The second step is to link the events and the damages. The events and damages are linked using the compute_claims_events_link.py script in scripts/link_claims_events.

This script will:

  1. Load the original contract and claims data (in their respective format) and save them as pickle files. The operation is performed only if the pickle files do not exist yet.

  2. Select the claims and contracts for the selected categories. The selections by default are:

    • Mobiliar data:
      • Exposure category: external
      • Claim categories: ['external', 'pluvial']
    • GVZ data:
      • Exposure category: all_buildings
      • Claim categories: ['likely_pluvial']

    The selection can be changed by modifying the EXPOSURE_CATEGORIES and CLAIM_CATEGORIES variable in the script. The selected claims and contracts are saved as pickle files.

  3. Select the events where we have insurance data, i.e. removing all cells where we do not have insurance data. The selection is performed using the load_events_and_select_those_with_contracts function in scipts/data_preparation. The selected events are saved as pickle files.

  4. Link the damages to the events using the link_with_events function. The function will try to match the claim date with the event date by picking the most likely event. The procedure is the same as in Bernet et al. (2019). The event attributes used to link the events and damages can be set in the CRITERIA variable in the script. The default criteria are: ['prior', 'i_mean', 'i_max', 'p_sum', 'r_ts_win', 'r_ts_evt'] (the prior criteria gives more weight to events happening before the damage occurrence). The temporal windows used to look for events can be set in the WINDOW_DAYS variable in the script. The default windows are: [5, 3, 1]. The linked damages are saved as pickle files with the name damages_{DATASET}_linked_{LABEL}.pickle.

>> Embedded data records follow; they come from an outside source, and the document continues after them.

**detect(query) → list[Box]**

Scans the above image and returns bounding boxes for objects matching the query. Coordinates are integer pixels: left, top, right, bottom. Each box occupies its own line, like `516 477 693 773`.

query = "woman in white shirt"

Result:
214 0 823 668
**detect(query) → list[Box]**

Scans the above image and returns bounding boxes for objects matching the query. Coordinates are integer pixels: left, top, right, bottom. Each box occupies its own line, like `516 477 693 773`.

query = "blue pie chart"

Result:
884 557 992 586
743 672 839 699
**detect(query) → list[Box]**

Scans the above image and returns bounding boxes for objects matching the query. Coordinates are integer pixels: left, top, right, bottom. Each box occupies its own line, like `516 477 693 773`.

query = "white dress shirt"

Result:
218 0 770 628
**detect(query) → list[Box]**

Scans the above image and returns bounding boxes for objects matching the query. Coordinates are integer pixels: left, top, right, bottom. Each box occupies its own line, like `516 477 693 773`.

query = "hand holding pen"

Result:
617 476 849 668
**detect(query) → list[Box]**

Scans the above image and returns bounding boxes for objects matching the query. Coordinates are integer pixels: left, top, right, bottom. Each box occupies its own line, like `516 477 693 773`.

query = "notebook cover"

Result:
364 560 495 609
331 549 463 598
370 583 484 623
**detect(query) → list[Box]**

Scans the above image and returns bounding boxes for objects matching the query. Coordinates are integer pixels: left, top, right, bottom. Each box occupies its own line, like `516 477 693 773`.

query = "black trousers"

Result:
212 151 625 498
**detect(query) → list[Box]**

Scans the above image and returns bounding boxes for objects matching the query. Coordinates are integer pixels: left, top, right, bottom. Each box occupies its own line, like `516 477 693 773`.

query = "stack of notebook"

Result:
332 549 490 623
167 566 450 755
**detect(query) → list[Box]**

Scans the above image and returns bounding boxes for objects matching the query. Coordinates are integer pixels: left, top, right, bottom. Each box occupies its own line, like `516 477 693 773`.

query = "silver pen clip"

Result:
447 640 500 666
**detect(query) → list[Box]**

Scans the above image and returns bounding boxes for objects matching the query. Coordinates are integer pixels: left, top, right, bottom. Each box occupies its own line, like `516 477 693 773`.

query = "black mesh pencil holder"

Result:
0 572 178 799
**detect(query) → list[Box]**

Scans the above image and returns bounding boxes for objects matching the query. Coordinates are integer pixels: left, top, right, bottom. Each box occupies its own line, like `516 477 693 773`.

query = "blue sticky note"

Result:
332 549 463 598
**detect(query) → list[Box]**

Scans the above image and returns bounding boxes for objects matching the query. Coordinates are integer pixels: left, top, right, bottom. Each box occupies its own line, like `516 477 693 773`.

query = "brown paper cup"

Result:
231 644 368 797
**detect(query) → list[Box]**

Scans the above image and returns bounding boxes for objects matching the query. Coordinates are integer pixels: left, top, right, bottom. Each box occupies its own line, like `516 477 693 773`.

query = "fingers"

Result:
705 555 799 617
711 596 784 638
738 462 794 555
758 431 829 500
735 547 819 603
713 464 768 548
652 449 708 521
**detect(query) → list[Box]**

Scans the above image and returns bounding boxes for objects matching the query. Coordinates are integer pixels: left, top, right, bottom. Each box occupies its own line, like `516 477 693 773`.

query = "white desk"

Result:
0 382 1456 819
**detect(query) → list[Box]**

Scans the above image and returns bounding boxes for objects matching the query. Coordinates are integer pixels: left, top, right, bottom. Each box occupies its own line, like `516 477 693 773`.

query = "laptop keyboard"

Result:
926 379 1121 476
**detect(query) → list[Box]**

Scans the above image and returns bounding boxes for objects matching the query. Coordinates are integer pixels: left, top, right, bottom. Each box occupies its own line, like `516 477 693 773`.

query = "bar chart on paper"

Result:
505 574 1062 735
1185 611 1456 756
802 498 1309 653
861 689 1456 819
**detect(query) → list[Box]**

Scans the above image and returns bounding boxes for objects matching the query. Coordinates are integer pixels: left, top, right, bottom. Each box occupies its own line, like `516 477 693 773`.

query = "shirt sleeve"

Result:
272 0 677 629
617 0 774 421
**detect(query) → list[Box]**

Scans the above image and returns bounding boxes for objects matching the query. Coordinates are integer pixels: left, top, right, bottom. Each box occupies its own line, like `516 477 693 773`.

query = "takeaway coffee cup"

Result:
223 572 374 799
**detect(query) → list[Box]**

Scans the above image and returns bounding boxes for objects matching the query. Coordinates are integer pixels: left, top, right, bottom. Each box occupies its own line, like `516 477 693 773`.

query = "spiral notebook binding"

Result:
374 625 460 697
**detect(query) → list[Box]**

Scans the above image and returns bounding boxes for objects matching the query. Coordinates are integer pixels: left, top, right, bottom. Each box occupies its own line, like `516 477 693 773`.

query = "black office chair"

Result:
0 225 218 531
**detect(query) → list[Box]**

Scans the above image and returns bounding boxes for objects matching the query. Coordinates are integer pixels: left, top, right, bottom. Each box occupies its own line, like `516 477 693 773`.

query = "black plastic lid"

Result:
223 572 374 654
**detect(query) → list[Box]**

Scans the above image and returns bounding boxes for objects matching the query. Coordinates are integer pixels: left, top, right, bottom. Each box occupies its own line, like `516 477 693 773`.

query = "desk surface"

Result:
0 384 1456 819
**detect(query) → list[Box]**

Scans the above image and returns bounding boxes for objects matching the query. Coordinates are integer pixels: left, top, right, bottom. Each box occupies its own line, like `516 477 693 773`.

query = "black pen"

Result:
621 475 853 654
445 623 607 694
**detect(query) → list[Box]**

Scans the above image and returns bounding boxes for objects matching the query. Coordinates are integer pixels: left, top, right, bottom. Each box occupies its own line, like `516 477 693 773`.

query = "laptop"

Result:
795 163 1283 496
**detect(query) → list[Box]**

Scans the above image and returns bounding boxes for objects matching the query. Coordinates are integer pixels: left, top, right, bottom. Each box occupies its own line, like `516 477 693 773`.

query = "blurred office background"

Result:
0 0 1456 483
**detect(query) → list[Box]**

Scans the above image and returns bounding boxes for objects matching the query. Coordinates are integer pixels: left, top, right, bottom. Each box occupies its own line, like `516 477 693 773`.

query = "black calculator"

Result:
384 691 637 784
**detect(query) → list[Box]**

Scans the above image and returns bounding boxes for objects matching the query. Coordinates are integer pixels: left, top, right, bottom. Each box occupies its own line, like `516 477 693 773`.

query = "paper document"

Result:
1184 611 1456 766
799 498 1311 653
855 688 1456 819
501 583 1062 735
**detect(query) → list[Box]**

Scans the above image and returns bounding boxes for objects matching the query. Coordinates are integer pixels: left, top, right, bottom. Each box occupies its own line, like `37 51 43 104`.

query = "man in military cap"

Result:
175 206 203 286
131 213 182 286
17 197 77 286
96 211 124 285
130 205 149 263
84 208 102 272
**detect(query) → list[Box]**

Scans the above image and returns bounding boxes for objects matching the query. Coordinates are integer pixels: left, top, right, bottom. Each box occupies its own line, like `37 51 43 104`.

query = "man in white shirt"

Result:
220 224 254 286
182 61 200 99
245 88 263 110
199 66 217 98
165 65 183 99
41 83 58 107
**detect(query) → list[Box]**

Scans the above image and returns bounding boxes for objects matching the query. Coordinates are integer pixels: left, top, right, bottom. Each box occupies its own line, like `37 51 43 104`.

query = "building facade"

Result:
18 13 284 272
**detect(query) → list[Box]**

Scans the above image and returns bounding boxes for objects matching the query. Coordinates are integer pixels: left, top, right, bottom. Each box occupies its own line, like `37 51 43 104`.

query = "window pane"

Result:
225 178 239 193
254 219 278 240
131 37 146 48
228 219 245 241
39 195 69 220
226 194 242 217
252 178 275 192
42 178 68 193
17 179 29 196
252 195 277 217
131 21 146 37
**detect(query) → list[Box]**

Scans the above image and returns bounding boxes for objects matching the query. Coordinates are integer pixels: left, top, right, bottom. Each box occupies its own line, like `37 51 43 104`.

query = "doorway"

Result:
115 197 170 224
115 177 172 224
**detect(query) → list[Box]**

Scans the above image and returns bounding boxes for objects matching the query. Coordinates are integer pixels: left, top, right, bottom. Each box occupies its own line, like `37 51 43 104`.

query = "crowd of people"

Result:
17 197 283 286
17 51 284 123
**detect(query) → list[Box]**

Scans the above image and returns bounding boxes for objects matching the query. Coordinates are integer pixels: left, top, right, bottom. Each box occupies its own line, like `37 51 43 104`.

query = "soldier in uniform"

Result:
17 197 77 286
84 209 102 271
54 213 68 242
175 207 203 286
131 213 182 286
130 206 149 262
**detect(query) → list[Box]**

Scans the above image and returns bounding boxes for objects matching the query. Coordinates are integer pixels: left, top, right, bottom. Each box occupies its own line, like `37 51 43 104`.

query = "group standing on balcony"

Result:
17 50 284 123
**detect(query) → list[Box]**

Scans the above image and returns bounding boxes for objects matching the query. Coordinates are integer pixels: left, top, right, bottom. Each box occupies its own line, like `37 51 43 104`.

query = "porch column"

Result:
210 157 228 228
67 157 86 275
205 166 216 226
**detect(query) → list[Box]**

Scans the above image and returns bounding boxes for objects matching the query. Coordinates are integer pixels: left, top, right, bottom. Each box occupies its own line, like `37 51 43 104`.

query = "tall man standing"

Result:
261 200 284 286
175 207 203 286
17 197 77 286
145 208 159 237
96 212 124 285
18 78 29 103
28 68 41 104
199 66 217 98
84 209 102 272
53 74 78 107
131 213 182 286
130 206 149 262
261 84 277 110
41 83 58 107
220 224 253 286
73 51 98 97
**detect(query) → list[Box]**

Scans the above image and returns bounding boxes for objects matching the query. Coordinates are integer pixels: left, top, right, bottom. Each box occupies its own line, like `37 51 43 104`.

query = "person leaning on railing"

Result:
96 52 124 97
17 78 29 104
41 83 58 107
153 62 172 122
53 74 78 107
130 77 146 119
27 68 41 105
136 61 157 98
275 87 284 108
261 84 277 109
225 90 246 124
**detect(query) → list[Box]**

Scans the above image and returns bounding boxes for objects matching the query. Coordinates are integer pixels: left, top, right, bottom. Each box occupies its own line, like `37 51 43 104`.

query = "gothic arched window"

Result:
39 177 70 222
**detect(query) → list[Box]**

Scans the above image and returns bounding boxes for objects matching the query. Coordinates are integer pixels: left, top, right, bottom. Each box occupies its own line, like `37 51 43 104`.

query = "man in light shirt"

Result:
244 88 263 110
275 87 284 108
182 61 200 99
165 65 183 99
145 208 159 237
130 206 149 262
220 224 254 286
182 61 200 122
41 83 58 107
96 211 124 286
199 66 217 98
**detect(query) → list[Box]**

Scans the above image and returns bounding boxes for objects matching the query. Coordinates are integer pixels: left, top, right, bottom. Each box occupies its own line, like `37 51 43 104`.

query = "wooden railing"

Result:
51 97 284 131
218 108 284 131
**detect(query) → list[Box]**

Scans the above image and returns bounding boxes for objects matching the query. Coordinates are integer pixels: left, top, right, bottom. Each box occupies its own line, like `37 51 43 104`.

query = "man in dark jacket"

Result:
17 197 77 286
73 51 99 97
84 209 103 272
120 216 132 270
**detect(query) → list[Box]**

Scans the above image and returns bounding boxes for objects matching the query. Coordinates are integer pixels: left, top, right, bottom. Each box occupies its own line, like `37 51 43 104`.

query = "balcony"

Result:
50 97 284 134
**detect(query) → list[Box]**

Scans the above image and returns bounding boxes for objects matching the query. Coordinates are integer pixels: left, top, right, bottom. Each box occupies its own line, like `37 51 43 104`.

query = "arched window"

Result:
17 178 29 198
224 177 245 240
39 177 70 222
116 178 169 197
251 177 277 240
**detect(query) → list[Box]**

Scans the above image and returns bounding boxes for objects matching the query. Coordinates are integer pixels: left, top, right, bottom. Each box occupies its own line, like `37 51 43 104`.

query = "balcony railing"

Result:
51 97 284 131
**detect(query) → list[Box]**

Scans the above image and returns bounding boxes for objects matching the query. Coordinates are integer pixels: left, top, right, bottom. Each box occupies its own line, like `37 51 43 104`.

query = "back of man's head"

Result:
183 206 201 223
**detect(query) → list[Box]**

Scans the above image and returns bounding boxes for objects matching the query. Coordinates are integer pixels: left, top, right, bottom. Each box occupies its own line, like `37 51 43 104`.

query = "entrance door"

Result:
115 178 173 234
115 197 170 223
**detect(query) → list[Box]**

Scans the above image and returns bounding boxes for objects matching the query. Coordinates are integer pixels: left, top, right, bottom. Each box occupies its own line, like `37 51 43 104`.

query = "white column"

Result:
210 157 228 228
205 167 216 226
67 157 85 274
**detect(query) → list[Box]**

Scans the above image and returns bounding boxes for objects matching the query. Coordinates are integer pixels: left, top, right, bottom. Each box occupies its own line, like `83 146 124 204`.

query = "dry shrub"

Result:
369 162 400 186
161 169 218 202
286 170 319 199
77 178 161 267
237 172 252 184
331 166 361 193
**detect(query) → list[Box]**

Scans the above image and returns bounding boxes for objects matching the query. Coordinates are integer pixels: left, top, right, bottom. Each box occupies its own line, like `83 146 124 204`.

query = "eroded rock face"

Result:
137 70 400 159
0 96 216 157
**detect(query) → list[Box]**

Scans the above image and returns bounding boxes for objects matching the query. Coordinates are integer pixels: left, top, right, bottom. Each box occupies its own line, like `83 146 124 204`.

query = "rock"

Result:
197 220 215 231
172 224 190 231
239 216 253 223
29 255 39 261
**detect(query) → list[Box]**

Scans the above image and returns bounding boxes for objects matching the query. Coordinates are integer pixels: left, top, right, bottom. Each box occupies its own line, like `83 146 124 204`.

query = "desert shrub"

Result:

  5. Assign the target value to the damages, depending if the focus is on the occurrence or the damage_ratio.

  6. From the selection of events on step 3, assign the target value to the events based on the corresponding damages. All events not linked to damages are assigned a target value of 0. The selected events are saved as pickle files with the name events_{DATASET}_with_target_{LABEL_RESULTING_FILE}.

The file resulting from this step is a pickle file with the events and the assigned target values. This file is needed to train or assess the impact functions.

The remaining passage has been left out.